LitStack Rec: Commonwealth & All the Birds in the Sky

by Lauren Alwan

All the Birds in the Sky, by Charlie Jane Anders

A young girl who talks to birds; a young boy who builds a two second time machine in his room.  Two hideously awful middle school experiences.  A member of the Nameless Order of Assassins who knows 873 ways to kill someone.  And the end of the world.  Charlie Jane Anders’ novel All the Birds in the Sky is a perfect blend of science and magic, a cautionary tale of annihilation through climate change and a tribute to the enduring ties of unexpected friendship.  And it just won the Locus Award for Best Fantasy Novel. What’s not to like?

When Patricia was six, she discovered her ability to speak to animals while attempting to save a bird with a broken wing, leading to a redemptive experience that convinces her she is fated to become a witch, meant to serve nature.  Meanwhile, young Laurence goes from playing video games to writing his own code; by his early teens he is building a supercomputer in his bedroom closet.  Both children are social outcasts – (and you thought your middle school experiences were bad!) – so by default they end up thrown together and of course, an unlikely friendship develops, one that for a time keeps their abysmal lives bearable.

Eventually the two go their separate ways, but over the years their paths continue to cross.  The world around them is alternately amazing and full of dire warnings about the future, and the competing societies in which they move are convinced that their opposing viewpoints could save the collapsing world.  Their friendship, at times distant, at times contentious, endures.

In the end, though, it is this very friendship that may not only doom Patricia and Laurence, but life as we know it.

The writing in All the Birds in the Sky is delightfully quick and quirky.  It cavorts between the real and surreal, fact and fantasy so straightforwardly that we happily go along for the ride.

For instance, I had no problem accepting an assassin in disguise who, after seeing a vision of “a war between magic and science that would leave the world in ashes”, would follow the children destined to become the adults at the epicenter of the chaos to a local mall in an effort to stave off that bleak future; however, after ordering a brownie sundae at The Cheesecake Factory in order to fit in, he fears that the treat might have been poisoned yet eats it anyway because “life would not be worth living if he couldn’t eat ice cream from time to time without worrying it was poisoned.”   Of course, he becomes violently ill  – the ice cream indeed been poisoned. To top it all off, the hapless assassin is banned from The Cheesecake Factory for life.

Yet the novel is not all fun and fancy.  There is moralizing in this book, and discussions of magic versus technology, cause versus effect, assistance versus vanity, guilt, responsibility, even healing magic versus trickery, but never via navel gazing; instead, the talks happen over elf-shaped bongs, or in the midst of an argument or perhaps during a confession, or even while having a “conversation” with an IA tentatively named CH@NG3M3.

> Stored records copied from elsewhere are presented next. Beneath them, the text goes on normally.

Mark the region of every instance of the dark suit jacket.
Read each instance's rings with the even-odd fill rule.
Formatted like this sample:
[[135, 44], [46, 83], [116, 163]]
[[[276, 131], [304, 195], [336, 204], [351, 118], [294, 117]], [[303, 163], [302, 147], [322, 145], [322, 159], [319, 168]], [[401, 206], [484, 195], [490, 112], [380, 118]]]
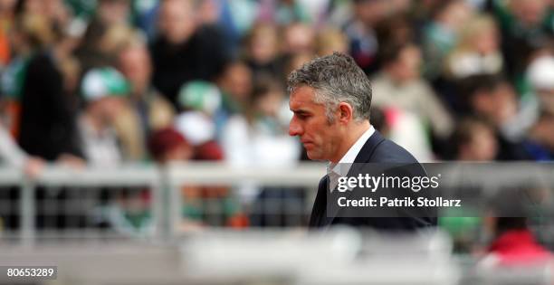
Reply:
[[[354, 160], [355, 164], [387, 163], [387, 164], [415, 164], [425, 170], [417, 160], [402, 147], [383, 138], [375, 131], [366, 141]], [[328, 217], [327, 214], [327, 185], [329, 176], [325, 176], [320, 181], [318, 194], [310, 217], [310, 228], [322, 228], [333, 224], [348, 224], [357, 227], [372, 227], [379, 230], [416, 230], [436, 225], [435, 217]]]

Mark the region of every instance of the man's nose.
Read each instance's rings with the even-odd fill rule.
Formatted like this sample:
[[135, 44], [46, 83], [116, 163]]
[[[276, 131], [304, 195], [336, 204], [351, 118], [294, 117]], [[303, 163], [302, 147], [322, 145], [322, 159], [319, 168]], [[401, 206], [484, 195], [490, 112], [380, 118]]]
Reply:
[[301, 127], [295, 122], [294, 118], [291, 119], [291, 123], [289, 124], [289, 136], [301, 136], [302, 128]]

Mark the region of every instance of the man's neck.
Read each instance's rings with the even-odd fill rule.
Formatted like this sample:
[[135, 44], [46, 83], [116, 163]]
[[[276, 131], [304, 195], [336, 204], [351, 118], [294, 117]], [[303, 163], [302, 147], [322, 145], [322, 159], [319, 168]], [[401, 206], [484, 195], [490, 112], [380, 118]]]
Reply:
[[352, 147], [352, 146], [358, 141], [358, 139], [368, 130], [371, 125], [368, 121], [365, 120], [362, 123], [354, 123], [351, 128], [349, 128], [347, 130], [347, 136], [345, 136], [340, 147], [339, 147], [339, 151], [335, 157], [330, 159], [330, 161], [333, 164], [339, 163], [340, 158], [346, 155], [346, 153]]

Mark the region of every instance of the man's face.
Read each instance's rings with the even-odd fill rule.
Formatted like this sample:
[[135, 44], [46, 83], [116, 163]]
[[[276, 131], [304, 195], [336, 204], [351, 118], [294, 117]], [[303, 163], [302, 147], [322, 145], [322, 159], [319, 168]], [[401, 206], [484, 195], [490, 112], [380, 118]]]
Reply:
[[291, 94], [289, 107], [294, 113], [289, 135], [300, 137], [308, 157], [312, 160], [336, 160], [343, 137], [339, 124], [328, 121], [325, 106], [314, 102], [314, 90], [302, 86]]
[[169, 43], [180, 44], [196, 30], [195, 10], [190, 0], [167, 0], [159, 7], [160, 33]]
[[150, 58], [143, 47], [130, 47], [119, 54], [119, 69], [130, 81], [133, 92], [141, 93], [150, 82]]

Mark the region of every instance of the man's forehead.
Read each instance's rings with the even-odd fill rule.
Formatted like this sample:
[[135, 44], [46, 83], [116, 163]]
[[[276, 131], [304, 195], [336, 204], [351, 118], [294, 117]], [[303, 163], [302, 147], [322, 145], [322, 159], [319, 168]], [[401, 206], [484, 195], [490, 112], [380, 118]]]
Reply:
[[312, 88], [301, 86], [291, 92], [289, 106], [291, 109], [302, 107], [313, 107], [314, 105], [318, 105], [313, 100], [314, 96], [315, 93]]

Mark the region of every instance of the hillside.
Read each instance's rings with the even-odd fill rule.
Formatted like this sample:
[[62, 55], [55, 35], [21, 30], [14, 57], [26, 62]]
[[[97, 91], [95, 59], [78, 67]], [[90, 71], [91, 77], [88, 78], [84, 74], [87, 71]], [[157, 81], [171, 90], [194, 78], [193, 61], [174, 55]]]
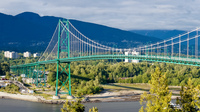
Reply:
[[[39, 16], [24, 12], [16, 16], [0, 13], [0, 50], [44, 51], [56, 28], [59, 17]], [[109, 46], [130, 48], [158, 38], [143, 36], [129, 31], [98, 24], [70, 20], [84, 35]]]

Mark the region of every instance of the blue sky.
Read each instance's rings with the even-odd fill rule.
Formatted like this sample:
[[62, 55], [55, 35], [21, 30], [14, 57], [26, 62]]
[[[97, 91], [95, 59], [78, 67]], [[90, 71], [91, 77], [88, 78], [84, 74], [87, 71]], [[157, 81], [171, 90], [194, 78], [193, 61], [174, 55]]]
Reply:
[[200, 0], [0, 0], [0, 12], [30, 11], [124, 30], [200, 27]]

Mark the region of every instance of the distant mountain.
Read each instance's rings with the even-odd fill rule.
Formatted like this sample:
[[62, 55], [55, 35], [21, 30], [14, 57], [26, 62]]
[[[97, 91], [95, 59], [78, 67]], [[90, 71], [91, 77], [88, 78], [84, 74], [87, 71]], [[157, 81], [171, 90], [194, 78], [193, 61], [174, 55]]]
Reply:
[[167, 39], [186, 33], [186, 31], [182, 30], [131, 30], [131, 32], [160, 39]]
[[[0, 50], [44, 51], [59, 17], [24, 12], [16, 16], [0, 13]], [[131, 48], [161, 39], [94, 23], [70, 20], [85, 36], [108, 46]]]

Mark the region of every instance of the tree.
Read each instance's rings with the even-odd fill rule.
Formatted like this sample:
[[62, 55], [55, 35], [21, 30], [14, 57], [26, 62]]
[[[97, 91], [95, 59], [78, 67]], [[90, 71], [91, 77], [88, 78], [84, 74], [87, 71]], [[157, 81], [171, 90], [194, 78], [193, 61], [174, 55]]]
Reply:
[[166, 73], [162, 74], [160, 68], [157, 67], [155, 72], [151, 74], [150, 84], [150, 94], [144, 92], [141, 95], [140, 103], [147, 103], [146, 108], [143, 106], [140, 112], [168, 112], [172, 109], [170, 108], [170, 101], [172, 93], [169, 92], [168, 83], [166, 78]]
[[81, 100], [71, 101], [68, 100], [63, 104], [63, 108], [61, 108], [62, 112], [84, 112], [85, 106], [81, 104]]
[[11, 75], [10, 72], [6, 72], [6, 79], [10, 79]]
[[91, 108], [91, 109], [89, 110], [89, 112], [98, 112], [98, 109], [97, 109], [97, 107], [93, 107], [93, 108]]
[[22, 82], [22, 77], [20, 76], [17, 80], [18, 80], [19, 82]]
[[183, 112], [196, 112], [200, 108], [199, 86], [194, 86], [189, 78], [185, 87], [181, 87], [180, 99], [176, 103], [181, 106]]

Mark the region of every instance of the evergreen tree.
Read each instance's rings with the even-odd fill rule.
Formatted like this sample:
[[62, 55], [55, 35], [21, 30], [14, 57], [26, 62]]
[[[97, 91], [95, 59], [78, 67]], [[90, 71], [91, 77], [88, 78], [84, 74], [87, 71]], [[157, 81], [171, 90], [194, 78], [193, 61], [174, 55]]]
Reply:
[[146, 108], [142, 106], [140, 112], [169, 112], [172, 93], [169, 92], [166, 74], [162, 74], [160, 68], [157, 67], [155, 72], [151, 74], [150, 94], [144, 92], [141, 95], [140, 103], [146, 103]]
[[199, 86], [195, 87], [189, 78], [185, 87], [181, 87], [181, 97], [176, 103], [181, 106], [183, 112], [196, 112], [200, 108], [199, 95]]

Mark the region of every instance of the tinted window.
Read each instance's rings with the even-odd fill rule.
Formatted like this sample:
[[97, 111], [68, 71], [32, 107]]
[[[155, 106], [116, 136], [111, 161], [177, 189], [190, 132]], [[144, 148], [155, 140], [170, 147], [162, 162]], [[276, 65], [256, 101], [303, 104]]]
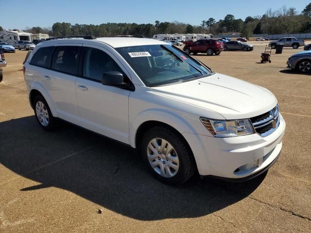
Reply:
[[39, 49], [31, 59], [30, 64], [50, 68], [52, 53], [54, 48], [54, 47], [49, 47]]
[[80, 49], [78, 46], [57, 47], [52, 59], [52, 69], [78, 74]]
[[93, 48], [86, 48], [83, 59], [83, 76], [101, 81], [105, 72], [123, 71], [107, 53]]

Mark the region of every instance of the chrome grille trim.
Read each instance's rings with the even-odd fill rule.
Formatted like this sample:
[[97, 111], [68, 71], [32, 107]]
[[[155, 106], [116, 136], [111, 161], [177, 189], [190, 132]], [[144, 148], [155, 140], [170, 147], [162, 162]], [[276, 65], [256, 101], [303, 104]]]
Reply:
[[256, 132], [265, 137], [274, 132], [280, 124], [278, 106], [263, 114], [251, 117], [252, 124]]

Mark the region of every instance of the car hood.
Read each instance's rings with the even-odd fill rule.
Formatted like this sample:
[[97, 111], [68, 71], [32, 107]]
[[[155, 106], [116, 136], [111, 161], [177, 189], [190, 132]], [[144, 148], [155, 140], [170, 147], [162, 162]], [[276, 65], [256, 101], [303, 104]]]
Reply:
[[299, 52], [297, 53], [295, 53], [294, 55], [292, 55], [292, 57], [297, 57], [298, 56], [304, 56], [305, 55], [311, 55], [311, 50], [308, 50], [306, 51], [302, 51], [301, 52]]
[[277, 103], [268, 89], [219, 73], [151, 89], [158, 94], [217, 112], [228, 119], [255, 116], [271, 110]]

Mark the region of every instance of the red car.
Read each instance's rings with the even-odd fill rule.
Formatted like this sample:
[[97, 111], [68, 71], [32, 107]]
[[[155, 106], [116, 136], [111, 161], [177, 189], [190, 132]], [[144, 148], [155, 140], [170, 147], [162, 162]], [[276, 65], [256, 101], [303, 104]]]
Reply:
[[198, 40], [195, 42], [187, 43], [183, 50], [188, 54], [191, 52], [194, 55], [198, 52], [206, 52], [209, 56], [213, 53], [219, 55], [224, 51], [224, 43], [218, 39]]

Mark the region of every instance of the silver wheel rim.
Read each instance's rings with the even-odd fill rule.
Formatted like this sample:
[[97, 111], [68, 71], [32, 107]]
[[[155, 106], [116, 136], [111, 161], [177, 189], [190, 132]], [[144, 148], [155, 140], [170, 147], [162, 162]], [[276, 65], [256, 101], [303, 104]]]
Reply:
[[302, 72], [309, 71], [311, 68], [311, 64], [309, 62], [302, 62], [299, 64], [299, 70]]
[[40, 123], [43, 126], [47, 126], [49, 124], [49, 113], [41, 101], [38, 101], [35, 104], [35, 113]]
[[167, 141], [156, 138], [149, 142], [147, 156], [153, 169], [166, 178], [173, 177], [178, 171], [179, 159], [176, 150]]

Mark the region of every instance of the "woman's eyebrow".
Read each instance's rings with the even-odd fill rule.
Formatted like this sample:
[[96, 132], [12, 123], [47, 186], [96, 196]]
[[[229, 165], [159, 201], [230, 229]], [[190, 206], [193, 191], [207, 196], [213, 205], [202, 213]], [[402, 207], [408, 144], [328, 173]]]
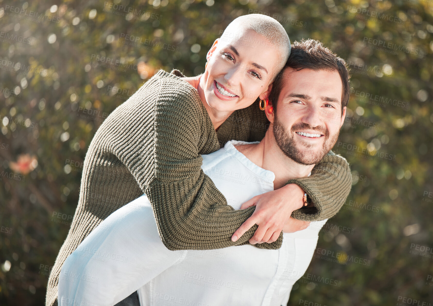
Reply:
[[[234, 46], [233, 46], [231, 45], [228, 45], [228, 47], [229, 47], [229, 48], [231, 50], [232, 50], [232, 51], [233, 51], [233, 53], [234, 53], [235, 54], [236, 54], [238, 56], [239, 56], [239, 52], [238, 52], [238, 50], [236, 50], [236, 48], [235, 48]], [[259, 65], [258, 64], [257, 64], [256, 63], [251, 63], [251, 64], [253, 66], [254, 66], [256, 68], [257, 68], [258, 69], [260, 69], [261, 70], [263, 70], [266, 73], [268, 73], [268, 70], [266, 70], [266, 68], [265, 68], [265, 67], [264, 67], [262, 65]]]
[[266, 73], [268, 73], [268, 71], [266, 70], [266, 68], [264, 67], [261, 65], [259, 65], [258, 64], [256, 64], [255, 63], [252, 63], [251, 64], [254, 66], [255, 67], [257, 68], [258, 69], [261, 69], [262, 70], [264, 70]]
[[239, 56], [239, 52], [238, 52], [238, 50], [236, 50], [236, 48], [232, 46], [231, 45], [229, 45], [229, 48], [230, 48], [230, 50], [231, 50], [232, 51], [235, 52], [235, 54], [236, 54], [238, 56]]

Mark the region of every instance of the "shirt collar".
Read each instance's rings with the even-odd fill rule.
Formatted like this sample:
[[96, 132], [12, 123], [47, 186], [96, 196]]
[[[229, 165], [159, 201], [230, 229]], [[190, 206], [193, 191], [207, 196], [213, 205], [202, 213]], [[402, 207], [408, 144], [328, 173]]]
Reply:
[[267, 170], [254, 164], [250, 160], [248, 159], [246, 156], [238, 151], [235, 148], [235, 145], [246, 145], [252, 143], [259, 143], [260, 142], [248, 142], [244, 141], [239, 141], [238, 140], [230, 140], [228, 141], [224, 146], [224, 149], [230, 155], [235, 157], [239, 160], [245, 167], [248, 168], [250, 171], [254, 172], [257, 175], [262, 178], [264, 180], [265, 180], [273, 184], [274, 180], [275, 180], [275, 174], [270, 170]]

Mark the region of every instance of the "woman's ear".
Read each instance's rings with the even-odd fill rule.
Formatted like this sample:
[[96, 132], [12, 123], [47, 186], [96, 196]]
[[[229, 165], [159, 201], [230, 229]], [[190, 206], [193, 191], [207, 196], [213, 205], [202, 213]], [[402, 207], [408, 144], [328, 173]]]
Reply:
[[[268, 101], [268, 99], [266, 99]], [[268, 105], [266, 108], [265, 109], [265, 114], [266, 115], [266, 117], [268, 118], [268, 120], [271, 123], [274, 123], [274, 117], [275, 114], [274, 113], [274, 108], [271, 104], [269, 104], [269, 101], [268, 101]]]
[[218, 41], [220, 39], [217, 38], [215, 39], [215, 41], [213, 42], [213, 44], [212, 45], [212, 46], [210, 47], [209, 49], [209, 51], [207, 52], [207, 54], [206, 55], [206, 60], [207, 61], [209, 61], [210, 60], [210, 58], [212, 56], [212, 54], [213, 54], [213, 52], [216, 49], [216, 45], [218, 45]]

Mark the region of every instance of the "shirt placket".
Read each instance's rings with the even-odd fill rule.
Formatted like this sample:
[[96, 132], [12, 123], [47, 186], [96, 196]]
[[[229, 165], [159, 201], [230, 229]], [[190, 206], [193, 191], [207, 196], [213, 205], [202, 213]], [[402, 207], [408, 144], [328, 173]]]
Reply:
[[283, 274], [284, 273], [284, 268], [286, 267], [286, 266], [288, 261], [288, 244], [284, 243], [283, 240], [281, 248], [278, 250], [278, 265], [277, 267], [277, 271], [272, 277], [271, 283], [266, 290], [266, 292], [265, 293], [265, 297], [263, 298], [262, 306], [269, 306], [271, 304], [271, 301], [272, 300], [272, 296], [274, 295], [275, 288], [279, 282], [281, 280]]

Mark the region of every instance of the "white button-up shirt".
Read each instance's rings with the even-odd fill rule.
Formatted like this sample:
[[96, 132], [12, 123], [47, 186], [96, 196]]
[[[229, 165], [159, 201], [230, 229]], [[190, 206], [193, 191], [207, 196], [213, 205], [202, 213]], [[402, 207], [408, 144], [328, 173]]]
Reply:
[[[275, 175], [234, 146], [202, 155], [204, 173], [235, 209], [273, 190]], [[111, 306], [138, 290], [142, 306], [285, 305], [305, 273], [327, 219], [283, 233], [278, 250], [251, 245], [171, 251], [158, 235], [145, 195], [102, 222], [67, 258], [58, 283], [60, 305]]]

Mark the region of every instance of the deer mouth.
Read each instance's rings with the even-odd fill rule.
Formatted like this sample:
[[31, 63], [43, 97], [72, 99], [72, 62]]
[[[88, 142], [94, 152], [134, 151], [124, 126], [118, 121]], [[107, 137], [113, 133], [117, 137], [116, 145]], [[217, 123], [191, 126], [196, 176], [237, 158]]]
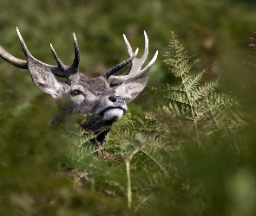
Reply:
[[121, 106], [110, 106], [102, 111], [99, 115], [105, 121], [118, 121], [126, 113], [126, 109]]

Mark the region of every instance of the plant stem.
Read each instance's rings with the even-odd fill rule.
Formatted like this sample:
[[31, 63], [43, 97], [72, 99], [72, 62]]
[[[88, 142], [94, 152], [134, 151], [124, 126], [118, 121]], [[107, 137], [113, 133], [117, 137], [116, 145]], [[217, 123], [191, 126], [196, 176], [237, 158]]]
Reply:
[[125, 159], [126, 173], [127, 173], [127, 198], [128, 208], [131, 208], [132, 205], [132, 187], [131, 187], [131, 176], [130, 176], [130, 160], [129, 158]]

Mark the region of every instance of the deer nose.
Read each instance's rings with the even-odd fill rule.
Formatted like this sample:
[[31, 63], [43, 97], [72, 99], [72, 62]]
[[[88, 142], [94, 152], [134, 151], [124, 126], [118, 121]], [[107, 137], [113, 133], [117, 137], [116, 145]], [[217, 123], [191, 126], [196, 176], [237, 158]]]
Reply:
[[115, 104], [124, 104], [124, 98], [116, 95], [109, 95], [108, 99]]

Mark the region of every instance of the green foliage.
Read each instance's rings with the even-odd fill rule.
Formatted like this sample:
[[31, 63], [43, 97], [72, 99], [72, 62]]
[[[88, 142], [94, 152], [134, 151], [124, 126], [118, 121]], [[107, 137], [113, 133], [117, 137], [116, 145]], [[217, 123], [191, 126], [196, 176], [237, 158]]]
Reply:
[[79, 138], [72, 142], [67, 162], [88, 177], [83, 186], [95, 193], [107, 190], [114, 197], [127, 197], [134, 213], [154, 211], [160, 200], [165, 209], [166, 199], [174, 212], [200, 215], [208, 205], [206, 182], [222, 175], [217, 168], [203, 179], [194, 176], [190, 168], [203, 168], [189, 154], [209, 166], [220, 166], [216, 154], [237, 154], [246, 147], [244, 142], [225, 146], [226, 140], [240, 137], [236, 133], [246, 124], [238, 100], [217, 92], [218, 79], [202, 82], [207, 70], [194, 70], [200, 60], [193, 60], [185, 46], [172, 36], [164, 62], [181, 81], [150, 87], [162, 105], [151, 112], [128, 113], [115, 124], [103, 147], [89, 144], [95, 135], [76, 134]]
[[202, 135], [213, 135], [218, 131], [236, 132], [245, 124], [239, 116], [238, 100], [231, 94], [218, 92], [218, 79], [202, 83], [203, 75], [207, 69], [194, 71], [200, 60], [193, 60], [193, 55], [185, 45], [179, 45], [176, 35], [173, 39], [163, 60], [168, 71], [181, 79], [180, 83], [164, 85], [162, 87], [150, 87], [151, 91], [167, 99], [162, 109], [174, 118], [187, 119], [194, 125], [200, 144]]

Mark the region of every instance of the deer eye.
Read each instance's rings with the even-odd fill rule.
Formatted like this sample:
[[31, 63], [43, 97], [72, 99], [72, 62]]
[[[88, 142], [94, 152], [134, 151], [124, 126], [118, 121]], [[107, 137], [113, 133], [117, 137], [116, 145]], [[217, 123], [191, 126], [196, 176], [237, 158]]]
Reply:
[[78, 95], [78, 94], [82, 94], [82, 92], [75, 89], [75, 90], [73, 90], [71, 92], [70, 92], [71, 95]]

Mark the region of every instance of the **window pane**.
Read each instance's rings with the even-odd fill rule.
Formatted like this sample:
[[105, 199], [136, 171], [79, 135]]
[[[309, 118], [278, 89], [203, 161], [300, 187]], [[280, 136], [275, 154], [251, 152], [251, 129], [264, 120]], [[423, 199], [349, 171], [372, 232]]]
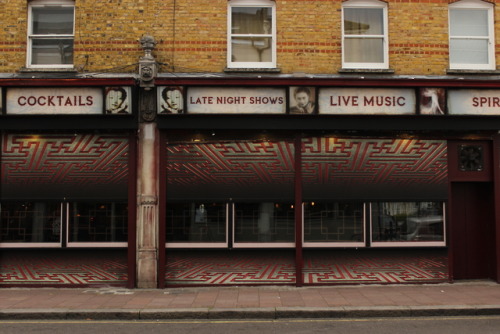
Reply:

What doesn’t occur in this book is a clear delineation of right versus wrong or the validity of nature over technology, or science trumping magic.  Instead there are simply well meaning efforts from opposing viewpoints whose main damning quality is in thinking that they may be the only means of changing the rules of the game.  Ah, there is so much to be learned at the end of the world!

And maybe, just maybe -if it’s like what we see in All the Birds in the Sky – the end of the world won’t be so bad, after all.